Меня переполняла ярость. Но я старалась — я должна была относиться к ней с пониманием. Ведь она сходила с ума из-за молодого человека. И пусть этим молодым человеком был всего лишь Дэниел, не мне было судить ее.

— А это что такое? — воскликнула она, перейдя к Шарлотте, которая чистила морковку.

— Морковь, — ответила Шарлотта угрюмо.

— Что это за морковь? — медленно и многозначительно произнесла Карен, держа в вытянутой руке чищеную морковь.

— Чищеная.

— Чищеная! — с торжеством в голосе повторила Карен. — Она говорит, что это — чищеная морковь. Могу я спросить тебя, Люси Салливан, похоже ли это на чищеную морковь?

— Похоже, — ответила я из солидарности с Шарлоттой.

— Нет, не похоже! Если это и чищеная морковь, то ее очень плохо почистили. Все переделать, Шарлотта, и на этот раз постарайся, чтобы все было правильно.

— Хватит, Карен, — вырвалось у меня. Я была слишком сердита, чтобы контролировать свои слова. — Мы делаем тебе одолжение.

— Прошу прошения? — Карен повернулась ко мне. — Вы делаете мне одолжение? Мне так не кажется, Люси. Но ты можешь идти, если хочешь, только не думай, что тебе и Гасу завтра найдется место за столом.

Я немедленно притихла.

Гас так обрадовался, когда я сказала ему о предстоящем ужине и о том, что все должны нарядиться. Если все отменится, то он огорчится. Итак, я проглотила свой гнев. Еще один шаг по дороге к язве желудка.

— Я выпью вина, — буркнула я и потянулась к одной из бутылок. — Ты будешь, Шарлотта?

— Ничего ты не выпьешь! — взвизгнула Карен. — Это вино для завтрашнего вечера… а, ладно, открывай. Я тоже с вами выпью.

И так продолжалось до глубокой ночи. Мы чистили, терли, резали, бланшировали, фаршировали, взбивали и пекли.

Мы седлали столько, что Карен почувствовала что-то вроде благодарности по отношению к нам с Шарлоттой, но только на секунду или две.

— Спасибо, и тебе, и тебе, — сказала она и наклонилась, чтобы вытащить очередное блюдо из духовки.

— Что? — переспросила я.
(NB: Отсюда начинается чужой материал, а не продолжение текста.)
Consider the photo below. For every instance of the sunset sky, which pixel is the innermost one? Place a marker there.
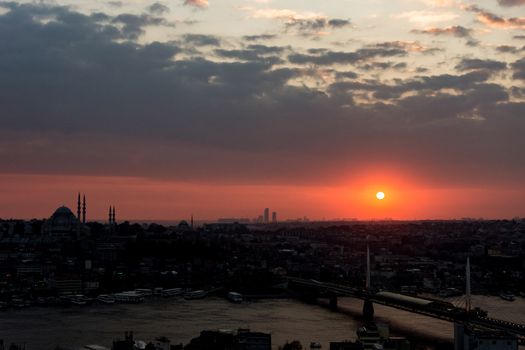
(221, 108)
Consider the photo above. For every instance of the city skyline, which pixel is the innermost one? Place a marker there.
(220, 108)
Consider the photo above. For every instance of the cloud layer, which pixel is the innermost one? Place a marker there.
(81, 94)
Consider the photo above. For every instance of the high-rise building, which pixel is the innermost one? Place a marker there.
(266, 215)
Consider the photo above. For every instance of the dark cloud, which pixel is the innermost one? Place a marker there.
(511, 2)
(457, 31)
(327, 57)
(422, 85)
(77, 99)
(316, 26)
(476, 63)
(133, 24)
(202, 40)
(383, 66)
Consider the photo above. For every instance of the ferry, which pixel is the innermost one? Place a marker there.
(106, 299)
(234, 297)
(507, 296)
(145, 291)
(129, 297)
(198, 294)
(171, 292)
(79, 299)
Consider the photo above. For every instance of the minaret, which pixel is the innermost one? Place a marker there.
(84, 210)
(468, 300)
(368, 306)
(78, 207)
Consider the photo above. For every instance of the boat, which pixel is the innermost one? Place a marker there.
(129, 297)
(198, 294)
(234, 297)
(145, 291)
(171, 292)
(507, 296)
(449, 292)
(106, 299)
(79, 300)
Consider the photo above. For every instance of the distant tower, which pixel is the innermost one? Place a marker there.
(468, 301)
(78, 207)
(266, 215)
(84, 210)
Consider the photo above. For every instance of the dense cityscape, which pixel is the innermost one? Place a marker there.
(262, 175)
(68, 261)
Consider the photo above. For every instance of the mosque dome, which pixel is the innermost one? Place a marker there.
(63, 211)
(62, 222)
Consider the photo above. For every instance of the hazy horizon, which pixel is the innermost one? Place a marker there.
(222, 108)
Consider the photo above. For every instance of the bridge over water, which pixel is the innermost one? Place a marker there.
(429, 307)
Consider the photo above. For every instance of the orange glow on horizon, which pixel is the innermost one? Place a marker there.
(141, 198)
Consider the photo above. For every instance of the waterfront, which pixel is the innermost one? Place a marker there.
(180, 320)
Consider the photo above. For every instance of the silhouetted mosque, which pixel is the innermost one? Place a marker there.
(64, 224)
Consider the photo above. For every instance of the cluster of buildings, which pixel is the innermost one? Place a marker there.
(67, 254)
(261, 219)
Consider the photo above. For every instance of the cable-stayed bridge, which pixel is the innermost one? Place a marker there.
(429, 307)
(435, 308)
Я так устала, что подумала, что мне это послышалось.

— Я сказала спасибо, — повторила Карен. — Вы обе очень… О, черт! В сторону! Прочь! — заорала она, сбивая меня с ног и отбрасывая от себя противень с венским печеньем в миску с рататуем. — Я обожглась до самой кости! — пожаловалась она. — Эти варежки никуда не годятся.

До кровати я добралась около двух часов, с красными израненными руками, пропахшая чесноком и французским сыром и со сломанным ногтем на мизинце.